For instance: it is an accepted law of physics that all materials contract in volume as their temperature drops, including water; yet, as it approaches zero degrees Celsius, water expands to form ice that floats to the surface. In his wisdom, the Creator designed it this way; it preserves pond life during severe winter conditions.

Let’s consider a series of anomalous statements about what to do with burdens.

  • Psalm 55:22 invites you to ‘cast your burden on the Lord and he will sustain you.’ If you practise what this text exhorts you to do, you will sense that you have anchored in a peaceful and safe harbour – before you face the storm …
  • Your peace will be disturbed if you then go to Galatians 6:5 and find that ‘the Lord’ on whom you just ‘cast your burden’ hands it straight back to you: ‘For each will have to bear his own load.’ The word ‘load’ (Greek phortion) is translated ‘burden’ in many places (and here in the King James Version).
  • And to add further weight of responsibility onto your tired soul, a few verses earlier he exhorted us: ‘Bear one another’s burdens and so fulfil the law of Christ’ (Galatians 6:2).
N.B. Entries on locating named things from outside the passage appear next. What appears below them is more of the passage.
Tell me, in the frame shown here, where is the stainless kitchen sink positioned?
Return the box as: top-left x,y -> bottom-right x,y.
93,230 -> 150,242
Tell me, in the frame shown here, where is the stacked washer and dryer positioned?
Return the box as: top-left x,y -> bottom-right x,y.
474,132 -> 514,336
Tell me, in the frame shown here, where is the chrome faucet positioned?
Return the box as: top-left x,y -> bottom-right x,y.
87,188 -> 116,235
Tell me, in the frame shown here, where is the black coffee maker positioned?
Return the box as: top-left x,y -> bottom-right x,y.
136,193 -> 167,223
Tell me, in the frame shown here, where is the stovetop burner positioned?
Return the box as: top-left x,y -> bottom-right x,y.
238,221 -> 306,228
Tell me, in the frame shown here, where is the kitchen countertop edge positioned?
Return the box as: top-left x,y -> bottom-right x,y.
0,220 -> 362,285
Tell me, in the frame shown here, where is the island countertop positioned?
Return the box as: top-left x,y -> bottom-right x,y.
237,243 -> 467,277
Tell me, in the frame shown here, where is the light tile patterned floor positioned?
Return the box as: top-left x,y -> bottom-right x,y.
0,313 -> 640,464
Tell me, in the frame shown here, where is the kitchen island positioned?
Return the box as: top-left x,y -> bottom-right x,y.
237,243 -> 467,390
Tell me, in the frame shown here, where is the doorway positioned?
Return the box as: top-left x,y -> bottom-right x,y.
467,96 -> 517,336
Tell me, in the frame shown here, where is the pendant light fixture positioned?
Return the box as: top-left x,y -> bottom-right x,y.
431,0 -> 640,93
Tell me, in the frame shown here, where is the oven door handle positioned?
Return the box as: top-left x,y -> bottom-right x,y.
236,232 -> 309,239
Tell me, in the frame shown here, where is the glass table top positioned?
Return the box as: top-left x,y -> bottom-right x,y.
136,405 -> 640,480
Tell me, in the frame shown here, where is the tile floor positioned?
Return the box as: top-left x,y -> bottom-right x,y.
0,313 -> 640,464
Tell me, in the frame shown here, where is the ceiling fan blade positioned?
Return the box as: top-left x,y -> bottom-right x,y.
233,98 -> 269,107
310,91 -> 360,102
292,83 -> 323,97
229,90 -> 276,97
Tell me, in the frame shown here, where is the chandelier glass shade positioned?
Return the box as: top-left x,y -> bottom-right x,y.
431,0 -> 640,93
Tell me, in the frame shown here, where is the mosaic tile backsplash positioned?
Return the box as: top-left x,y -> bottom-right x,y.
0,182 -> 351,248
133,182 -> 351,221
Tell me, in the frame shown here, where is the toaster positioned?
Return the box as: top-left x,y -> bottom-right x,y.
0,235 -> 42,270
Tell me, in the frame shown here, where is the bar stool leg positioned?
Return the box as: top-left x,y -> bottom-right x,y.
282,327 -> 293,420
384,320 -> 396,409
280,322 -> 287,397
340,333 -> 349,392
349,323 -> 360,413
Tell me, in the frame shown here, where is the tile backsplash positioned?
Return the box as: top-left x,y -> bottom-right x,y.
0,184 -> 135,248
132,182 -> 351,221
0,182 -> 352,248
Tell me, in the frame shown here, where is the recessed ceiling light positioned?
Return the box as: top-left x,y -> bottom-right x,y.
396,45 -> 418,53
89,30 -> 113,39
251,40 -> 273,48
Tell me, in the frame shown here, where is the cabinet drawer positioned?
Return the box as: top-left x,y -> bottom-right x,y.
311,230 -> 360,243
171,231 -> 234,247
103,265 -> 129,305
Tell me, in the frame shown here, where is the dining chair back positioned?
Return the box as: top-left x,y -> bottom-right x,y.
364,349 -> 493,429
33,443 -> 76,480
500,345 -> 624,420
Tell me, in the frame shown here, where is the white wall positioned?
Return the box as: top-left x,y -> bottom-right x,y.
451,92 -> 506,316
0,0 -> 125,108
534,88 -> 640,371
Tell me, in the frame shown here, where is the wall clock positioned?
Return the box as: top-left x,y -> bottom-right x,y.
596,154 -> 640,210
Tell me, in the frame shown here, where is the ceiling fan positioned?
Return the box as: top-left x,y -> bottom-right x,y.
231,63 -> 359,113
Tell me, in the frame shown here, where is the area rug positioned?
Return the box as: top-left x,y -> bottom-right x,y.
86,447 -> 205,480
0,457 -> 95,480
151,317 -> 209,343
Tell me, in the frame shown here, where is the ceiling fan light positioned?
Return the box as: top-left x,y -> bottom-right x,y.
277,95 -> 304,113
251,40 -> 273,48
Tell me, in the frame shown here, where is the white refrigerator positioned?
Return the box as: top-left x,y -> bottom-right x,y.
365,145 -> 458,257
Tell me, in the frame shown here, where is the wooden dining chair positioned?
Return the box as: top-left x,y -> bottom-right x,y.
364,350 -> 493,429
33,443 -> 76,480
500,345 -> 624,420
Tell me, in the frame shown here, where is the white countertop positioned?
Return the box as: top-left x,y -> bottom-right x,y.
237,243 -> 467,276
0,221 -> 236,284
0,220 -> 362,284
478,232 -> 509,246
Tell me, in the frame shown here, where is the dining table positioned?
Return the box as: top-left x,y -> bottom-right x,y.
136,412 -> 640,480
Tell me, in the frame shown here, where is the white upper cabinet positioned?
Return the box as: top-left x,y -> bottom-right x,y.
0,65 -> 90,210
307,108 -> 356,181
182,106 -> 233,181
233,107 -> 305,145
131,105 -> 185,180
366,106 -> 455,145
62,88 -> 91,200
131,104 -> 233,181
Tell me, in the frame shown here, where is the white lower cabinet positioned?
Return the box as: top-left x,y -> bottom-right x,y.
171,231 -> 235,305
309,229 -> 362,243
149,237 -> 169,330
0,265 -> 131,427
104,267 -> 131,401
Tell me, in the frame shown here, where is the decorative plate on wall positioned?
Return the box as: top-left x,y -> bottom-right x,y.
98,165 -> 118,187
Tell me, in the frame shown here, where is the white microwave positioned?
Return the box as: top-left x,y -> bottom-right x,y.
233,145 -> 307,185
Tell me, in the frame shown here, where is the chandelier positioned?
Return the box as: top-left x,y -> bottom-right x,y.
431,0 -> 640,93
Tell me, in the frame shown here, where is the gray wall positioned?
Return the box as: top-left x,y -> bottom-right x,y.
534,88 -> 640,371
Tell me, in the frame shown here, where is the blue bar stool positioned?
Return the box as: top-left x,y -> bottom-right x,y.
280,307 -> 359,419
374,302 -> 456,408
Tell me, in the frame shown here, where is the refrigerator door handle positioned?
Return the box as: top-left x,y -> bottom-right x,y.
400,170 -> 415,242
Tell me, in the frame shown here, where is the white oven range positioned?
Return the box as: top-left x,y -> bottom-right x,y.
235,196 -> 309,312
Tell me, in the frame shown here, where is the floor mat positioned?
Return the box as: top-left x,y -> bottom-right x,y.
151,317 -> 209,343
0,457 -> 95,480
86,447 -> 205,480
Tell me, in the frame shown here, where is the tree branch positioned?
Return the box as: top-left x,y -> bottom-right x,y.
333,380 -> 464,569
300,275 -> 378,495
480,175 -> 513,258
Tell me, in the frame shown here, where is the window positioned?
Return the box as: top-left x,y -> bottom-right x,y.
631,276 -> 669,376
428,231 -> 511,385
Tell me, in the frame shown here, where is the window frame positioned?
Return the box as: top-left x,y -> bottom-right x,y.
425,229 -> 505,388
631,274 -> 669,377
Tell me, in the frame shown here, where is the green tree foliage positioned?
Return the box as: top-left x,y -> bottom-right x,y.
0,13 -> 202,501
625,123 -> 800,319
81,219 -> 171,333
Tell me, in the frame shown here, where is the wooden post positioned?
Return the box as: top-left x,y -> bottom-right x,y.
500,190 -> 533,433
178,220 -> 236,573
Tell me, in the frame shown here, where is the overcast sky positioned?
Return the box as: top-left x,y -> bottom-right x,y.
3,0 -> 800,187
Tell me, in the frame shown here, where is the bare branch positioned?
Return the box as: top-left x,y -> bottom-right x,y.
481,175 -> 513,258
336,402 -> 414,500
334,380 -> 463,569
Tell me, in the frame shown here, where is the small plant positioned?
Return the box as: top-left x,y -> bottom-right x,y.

While ‘phortion is simply something to be borne, without reference to its weight, baros [used here] always suggests what is heavy or burdensome’, according to W E Vine. It was puzzling enough to face the disagreement between the counsel of (a) Old and (b) New Testament, only to find the clash of two texts, (b) and (c), in the same paragraph!
  • So, you run to Jesus in your confusion only to find that he presents the same problem in another short paragraph. No sooner has he invited you to ‘Come to me, all who labour and are heavy laden and I will give you rest’ than he insists that you ‘Take my yoke upon you, and learn from me, and you will find rest for your souls. For … my burden [phortion] is light’ (Matthew 11:28-30).

Actually, all four of these authoritative texts are different dimensions of the Christian life, a life not to be lived on a flat two-dimensional plane. Psalm 55:22 in its Hebrew text tells you to ‘cast your lot’ – your God-allotted situation – ‘on the Lord’. In the Greek translation (LXX) it becomes ‘your anxious care’ (merimna); counsel repeated in 1 Peter 5:5: ‘Casting all your anxieties on him because he cares for you.’ 

Joy Dawson advised a young wife in Los Angeles with a chronically restricted throat ‘to Psalm 37:5 it’ (compare Psalm 55:22). Joy knew nothing of Cathy’s worries until she returned two days later in fine fettle. She had spent an entire day writing one worry at a time with her finger on a cushion, throwing it to where she pictured Jesus sitting, and refusing to take any anxiety back once she’d given it to him. Her main concern was about her husband’s business. When he saw the change in his wife’s state he started to do the same, especially his frustration with the business partnership. Next day his partner unexpectedly begged to be released, offering him half its cash value!

* The other three texts are ‘a walk in the park’ once (a), Psalm 55:22, is solved!

When you practise (c), Galatians 6:5, sing: ‘It Ain’t Heavy, It’s My Brother’s’!